В зале слушали, не перебивали. Платоше Запрудину сильно хотелось почесать зудкую поясницу. Крепился, сидел на скамейке не ерзая, не шевелясь. Слишком чиста и броска была правда обвинения большебродских первопоселенцев. Варя плечо в плечо сидела с Захаром. Темновато было в клубе: керосиновые лампы-десятилинейки обливали тусклым светом штукатуренные стены, слабо пробивая полутемноту клубного зала. Захар вплел свои пальцы в мягкие пальцы Вари. Наполненный счастьем такой близости, не сводил с лесообъездчика завороженных глаз.
На сцене стол, покрытый плакатным материалом. На табуретках председатель колхоза Василий Сергеевич Тютюнников и кучерявый мужчина в форменном кителе с большими накладными карманами. На лацкане посверкивал значок «Ворошиловский стрелок». Ходила слава о меткаче: с тридцати шагов всаживал наганную пулю в морковку, поставленную стоймя. Наделенный большими полномочиями по проверке колхозов, артелей, заводиков по производству скипидара, дегтя, пихтового масла, древесного спирта и угля для кузниц, стрелок исколесил Понарымье вдоль и поперек. Деревянные лодки с малосильными моторами, обласки, кошевки, крестьянские дровни, кони под седлом – все годилось для передвижения пробивного уполномоченного. Его кидали туда, где в интересах общенарымского дела требовалось поднять трудовые массы на героизм. Он живо ликвидировал прорывы на севе, сенокосе, уборке хлеба, турнепса, льна. Районных руководителей не интересовало – каким образом достигался нажим сверху. Главное, народные низы после посещения уполномоченного начинали лучше доить коров, больше выжимать из пней и пихтовых лапок смолы, увеличивать улов рыбы, сдачу пушнины, шерсти, масла. Люди ускоряли дело, тянули планы. В отсылаемых сводках звенела крупная цифирь.

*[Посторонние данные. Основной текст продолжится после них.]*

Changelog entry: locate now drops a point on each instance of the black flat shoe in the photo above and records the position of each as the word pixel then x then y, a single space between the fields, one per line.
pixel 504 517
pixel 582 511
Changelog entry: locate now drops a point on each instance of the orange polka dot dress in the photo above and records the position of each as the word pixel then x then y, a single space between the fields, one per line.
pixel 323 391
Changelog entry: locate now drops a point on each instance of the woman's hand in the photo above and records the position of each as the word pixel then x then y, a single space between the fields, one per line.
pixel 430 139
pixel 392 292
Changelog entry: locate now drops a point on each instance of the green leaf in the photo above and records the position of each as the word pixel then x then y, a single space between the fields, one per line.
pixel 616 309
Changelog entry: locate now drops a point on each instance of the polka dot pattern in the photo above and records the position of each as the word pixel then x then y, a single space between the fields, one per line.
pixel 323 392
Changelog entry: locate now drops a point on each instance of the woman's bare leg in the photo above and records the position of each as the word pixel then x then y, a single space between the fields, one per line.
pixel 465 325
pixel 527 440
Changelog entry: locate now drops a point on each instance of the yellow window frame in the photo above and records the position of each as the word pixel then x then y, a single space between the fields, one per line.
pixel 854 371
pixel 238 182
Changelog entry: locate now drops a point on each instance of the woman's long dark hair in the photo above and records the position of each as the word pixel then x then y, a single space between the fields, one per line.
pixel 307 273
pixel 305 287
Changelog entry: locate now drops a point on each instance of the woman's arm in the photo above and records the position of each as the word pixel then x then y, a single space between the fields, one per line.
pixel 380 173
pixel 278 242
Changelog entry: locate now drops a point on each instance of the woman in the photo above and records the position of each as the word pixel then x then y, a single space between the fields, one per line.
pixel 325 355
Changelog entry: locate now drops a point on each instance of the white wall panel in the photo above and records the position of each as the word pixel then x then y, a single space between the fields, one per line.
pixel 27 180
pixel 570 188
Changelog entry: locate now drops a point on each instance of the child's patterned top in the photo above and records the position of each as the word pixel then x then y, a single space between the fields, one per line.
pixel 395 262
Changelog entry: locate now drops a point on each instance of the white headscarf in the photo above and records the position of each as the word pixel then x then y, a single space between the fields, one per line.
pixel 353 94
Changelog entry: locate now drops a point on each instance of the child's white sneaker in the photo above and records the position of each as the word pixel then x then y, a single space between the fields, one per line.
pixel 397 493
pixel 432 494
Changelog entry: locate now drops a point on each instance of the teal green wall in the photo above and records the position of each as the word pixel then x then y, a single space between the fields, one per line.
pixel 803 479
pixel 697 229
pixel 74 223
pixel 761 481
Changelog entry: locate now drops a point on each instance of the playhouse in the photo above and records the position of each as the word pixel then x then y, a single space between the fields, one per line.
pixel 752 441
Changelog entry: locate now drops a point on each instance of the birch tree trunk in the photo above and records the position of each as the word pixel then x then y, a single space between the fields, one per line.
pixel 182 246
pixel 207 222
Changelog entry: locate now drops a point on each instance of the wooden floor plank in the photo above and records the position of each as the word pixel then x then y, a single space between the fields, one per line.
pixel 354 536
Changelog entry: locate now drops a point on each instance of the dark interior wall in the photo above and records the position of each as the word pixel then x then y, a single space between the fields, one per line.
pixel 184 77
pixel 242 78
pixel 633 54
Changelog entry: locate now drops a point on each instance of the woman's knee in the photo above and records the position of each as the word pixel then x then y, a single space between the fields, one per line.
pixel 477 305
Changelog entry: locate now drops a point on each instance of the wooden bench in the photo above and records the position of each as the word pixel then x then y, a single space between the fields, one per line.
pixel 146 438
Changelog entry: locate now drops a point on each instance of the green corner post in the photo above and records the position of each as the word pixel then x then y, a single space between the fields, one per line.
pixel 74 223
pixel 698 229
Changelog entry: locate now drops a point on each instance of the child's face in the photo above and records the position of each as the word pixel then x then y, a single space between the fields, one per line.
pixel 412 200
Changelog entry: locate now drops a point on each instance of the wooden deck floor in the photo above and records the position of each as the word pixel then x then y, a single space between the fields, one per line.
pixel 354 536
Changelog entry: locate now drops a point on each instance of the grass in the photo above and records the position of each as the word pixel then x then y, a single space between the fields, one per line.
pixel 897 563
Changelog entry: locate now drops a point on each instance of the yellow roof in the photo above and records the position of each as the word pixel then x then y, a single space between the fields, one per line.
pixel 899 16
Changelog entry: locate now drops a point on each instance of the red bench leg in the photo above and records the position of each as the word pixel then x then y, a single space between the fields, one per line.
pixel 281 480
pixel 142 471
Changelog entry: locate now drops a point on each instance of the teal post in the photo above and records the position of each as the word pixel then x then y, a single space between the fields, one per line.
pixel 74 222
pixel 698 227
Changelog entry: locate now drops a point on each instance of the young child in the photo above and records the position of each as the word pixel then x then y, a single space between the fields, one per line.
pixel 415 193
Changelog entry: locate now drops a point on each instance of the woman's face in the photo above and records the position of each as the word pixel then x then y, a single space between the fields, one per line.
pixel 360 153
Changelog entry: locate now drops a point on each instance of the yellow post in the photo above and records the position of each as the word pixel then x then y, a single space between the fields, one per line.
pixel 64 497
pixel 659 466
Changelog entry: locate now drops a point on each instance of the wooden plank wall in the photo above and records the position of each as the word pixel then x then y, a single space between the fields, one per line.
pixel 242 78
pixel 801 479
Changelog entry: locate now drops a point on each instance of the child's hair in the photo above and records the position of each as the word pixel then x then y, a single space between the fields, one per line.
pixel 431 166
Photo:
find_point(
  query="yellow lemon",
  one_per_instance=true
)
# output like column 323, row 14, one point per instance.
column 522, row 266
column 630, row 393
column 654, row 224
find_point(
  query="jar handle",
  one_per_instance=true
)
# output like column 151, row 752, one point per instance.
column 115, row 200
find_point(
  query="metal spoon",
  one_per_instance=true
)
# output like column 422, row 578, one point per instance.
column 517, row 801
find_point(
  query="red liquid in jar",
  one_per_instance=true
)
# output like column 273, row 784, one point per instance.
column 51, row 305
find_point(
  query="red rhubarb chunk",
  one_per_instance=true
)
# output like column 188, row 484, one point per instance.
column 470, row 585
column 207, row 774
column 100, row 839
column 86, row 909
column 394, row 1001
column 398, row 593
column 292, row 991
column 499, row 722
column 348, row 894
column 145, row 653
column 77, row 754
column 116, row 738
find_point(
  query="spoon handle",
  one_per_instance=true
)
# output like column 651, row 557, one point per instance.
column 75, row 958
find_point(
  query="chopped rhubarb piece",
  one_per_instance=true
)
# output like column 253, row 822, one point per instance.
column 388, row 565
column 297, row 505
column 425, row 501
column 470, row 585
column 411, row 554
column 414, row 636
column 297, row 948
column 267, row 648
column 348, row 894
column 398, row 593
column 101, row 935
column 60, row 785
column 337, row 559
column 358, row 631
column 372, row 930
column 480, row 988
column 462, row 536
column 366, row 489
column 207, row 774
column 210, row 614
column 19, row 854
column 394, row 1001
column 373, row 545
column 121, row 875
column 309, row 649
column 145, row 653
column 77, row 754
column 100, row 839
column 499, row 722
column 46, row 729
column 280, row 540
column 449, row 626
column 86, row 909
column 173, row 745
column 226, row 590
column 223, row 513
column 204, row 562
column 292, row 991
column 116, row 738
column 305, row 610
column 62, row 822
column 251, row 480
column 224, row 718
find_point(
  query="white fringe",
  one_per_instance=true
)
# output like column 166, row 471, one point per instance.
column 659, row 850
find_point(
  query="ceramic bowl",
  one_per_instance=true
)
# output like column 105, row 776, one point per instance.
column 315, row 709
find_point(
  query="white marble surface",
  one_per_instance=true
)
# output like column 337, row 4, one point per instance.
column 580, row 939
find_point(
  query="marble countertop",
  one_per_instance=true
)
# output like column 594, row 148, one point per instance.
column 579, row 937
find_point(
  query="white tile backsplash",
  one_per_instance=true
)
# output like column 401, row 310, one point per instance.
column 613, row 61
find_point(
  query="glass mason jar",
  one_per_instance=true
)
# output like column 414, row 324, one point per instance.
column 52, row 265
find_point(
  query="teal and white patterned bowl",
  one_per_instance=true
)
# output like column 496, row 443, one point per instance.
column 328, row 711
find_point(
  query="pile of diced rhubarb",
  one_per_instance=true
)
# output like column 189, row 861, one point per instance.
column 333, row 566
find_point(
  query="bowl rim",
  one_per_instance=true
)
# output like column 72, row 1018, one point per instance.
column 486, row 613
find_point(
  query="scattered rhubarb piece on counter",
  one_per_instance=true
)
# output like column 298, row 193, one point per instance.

Нажимная, пробойная метода стрелка действовала без осечки. Требовалось по ходу дела взять кого-нибудь за грудки – брал без опаски. Поднесет к обвиняемому руководителю рыболовецкой артели щекастое, наодеколоненное лицо, прошипит:
– Понимаешь ты или нет текущий момент партии? Может, хочешь, чтобы нас империализм за глотку взял? Лучше я тебе глотку пережму – план выжму.
Не чичкался стрелок и с председателями колхозов. По молодости лет и первой неопытности номенклатурный чин стучал в конторах кулаком по столу – напрасно козонки отбивал. Позже стал хватать подручные средства – пресс-папье, счеты, пробку от графина. Долбил по зеленому сукну стола, вколачивал в головы подчиненных слова-пули:
– Вы-ло-жишь партийный билет, если завалишь показатели… Мал-чать! У прокурора оправдываться будешь. Рас-споясались совсем! Директивы партии обжалованию не подлежат… Головокружение от успехов надолго затянулось. Надо мозги проветрить…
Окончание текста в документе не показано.